Usage¶

Preparing the dataset¶

We assume that you have the dataset

Preparing the configufation¶

To provide configurations for the training process and path information, we can use either dictionaries as input to functions or configuration files.

Using the configuration dictionary¶

You can use the network configuration dictionary network_info and the path configuration dictionary path_info for configuration.

See Configuration.

Using the configuration file (.cfg)¶

You can use the configuration format files .cfg for configuration (for example, path_info.cfg and network_info.cfg).

See Configuration.

If then, you can get the dictionaries from the config files by:

# for python 3.x
from deepbiome import configuration

config_data = configuration.Configurator('./path_info.cfg', log)
config_data.set_config_map(config_data.get_section_map())
config_data.print_config_map()
path_info = config_data.get_config_map()

config_network = configuration.Configurator('./network_info.cfg', log)
config_network.set_config_map(config_network.get_section_map())
config_network.print_config_map()
network_info = config_network.get_config_map()

Logging¶

For logging, we can use the logging instance. For example:

# for python 3.x
import logging

logging.basicConfig(format = '[%(name)-8s|%(levelname)s|%(filename)s:%(lineno)s] %(message)s',
                level=logging.DEBUG)

log = logging.getLogger()

We can use the logging instance log as an input of the main training fuction below.

For more information about logging module, please check the documentation logging.

Training¶

To use DeepBiome:

# for python 3.x
from deepbiome import deepbiome

test_evaluation, train_evaluation, network = deepbiome.deepbiome_train(log, network_info, path_info)

If you want to train the network with specific number k of cross-validation, you can set the number_of_fold. For example, if you want to run the 5-fold cross-validation:

# for python 3.x
from deepbiome import deepbiome

test_evaluation, train_evaluation, network = deepbiome.deepbiome_train(log, network_info, path_info, number_of_fold=5)

If you use one input file, it will run the 5-fold cross validation using all data in that file.
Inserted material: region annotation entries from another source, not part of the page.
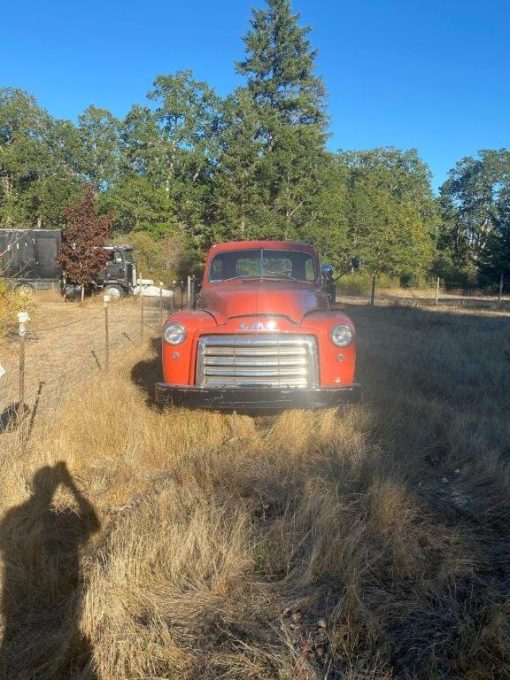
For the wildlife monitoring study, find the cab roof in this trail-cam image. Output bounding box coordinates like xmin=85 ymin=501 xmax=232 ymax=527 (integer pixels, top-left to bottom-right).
xmin=210 ymin=240 xmax=317 ymax=256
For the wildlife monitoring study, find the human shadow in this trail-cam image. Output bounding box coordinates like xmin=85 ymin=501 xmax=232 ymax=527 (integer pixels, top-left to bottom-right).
xmin=0 ymin=462 xmax=100 ymax=680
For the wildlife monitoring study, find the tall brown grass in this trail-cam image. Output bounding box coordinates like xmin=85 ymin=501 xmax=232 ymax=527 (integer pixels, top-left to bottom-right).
xmin=0 ymin=308 xmax=510 ymax=680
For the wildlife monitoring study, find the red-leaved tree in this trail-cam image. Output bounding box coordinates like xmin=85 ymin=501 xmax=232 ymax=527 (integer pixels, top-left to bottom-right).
xmin=58 ymin=186 xmax=111 ymax=289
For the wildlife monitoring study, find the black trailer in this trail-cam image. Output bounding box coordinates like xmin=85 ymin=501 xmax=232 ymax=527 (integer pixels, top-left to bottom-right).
xmin=0 ymin=229 xmax=136 ymax=298
xmin=0 ymin=229 xmax=62 ymax=290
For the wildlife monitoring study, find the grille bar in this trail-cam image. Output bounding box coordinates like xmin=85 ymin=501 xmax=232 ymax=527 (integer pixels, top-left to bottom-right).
xmin=196 ymin=333 xmax=318 ymax=388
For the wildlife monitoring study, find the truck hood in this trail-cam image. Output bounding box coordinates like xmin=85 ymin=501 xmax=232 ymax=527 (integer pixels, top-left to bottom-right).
xmin=197 ymin=279 xmax=327 ymax=324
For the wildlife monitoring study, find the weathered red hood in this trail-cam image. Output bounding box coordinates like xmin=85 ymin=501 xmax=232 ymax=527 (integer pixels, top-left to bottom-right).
xmin=198 ymin=279 xmax=327 ymax=324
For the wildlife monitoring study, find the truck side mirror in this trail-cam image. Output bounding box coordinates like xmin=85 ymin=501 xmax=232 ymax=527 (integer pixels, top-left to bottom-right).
xmin=321 ymin=264 xmax=336 ymax=304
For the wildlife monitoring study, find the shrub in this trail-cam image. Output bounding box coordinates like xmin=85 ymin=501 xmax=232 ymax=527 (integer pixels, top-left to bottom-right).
xmin=0 ymin=279 xmax=34 ymax=337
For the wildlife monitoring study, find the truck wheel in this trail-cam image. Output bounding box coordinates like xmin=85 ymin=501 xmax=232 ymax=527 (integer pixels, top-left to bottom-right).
xmin=14 ymin=283 xmax=34 ymax=295
xmin=104 ymin=284 xmax=124 ymax=302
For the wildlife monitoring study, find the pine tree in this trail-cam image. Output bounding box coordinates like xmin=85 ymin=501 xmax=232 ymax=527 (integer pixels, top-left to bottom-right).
xmin=237 ymin=0 xmax=327 ymax=238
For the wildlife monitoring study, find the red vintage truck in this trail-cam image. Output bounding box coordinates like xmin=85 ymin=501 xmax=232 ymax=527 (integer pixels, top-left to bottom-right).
xmin=156 ymin=241 xmax=360 ymax=410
If you use the list of the input files, it will run the training by the first k files.

By defaults, number_of_fold=None. Then, the code will run for the leave-one-out-cross-validation (LOOCV).

If you use one input file, it will run the LOOCV using all data in that file. If you use the list of the input files, it will repeat the training for every file.

Testing¶

If you want to test the pre-trained model, you can use the deepbiome.deepbiome_test function.

# for python 3.x
from deepbiome import deepbiome

evaluation = deepbiome.deepbiome_test(log, network_info, path_info, number_of_fold=None)

If you use the index file, this function provides the evaluation using test index (index set not included in the index file) for each fold. If not, this function provides the evaluation using the whole sample. If number_of_fold is setted as k, the function will test the model only with first k folds.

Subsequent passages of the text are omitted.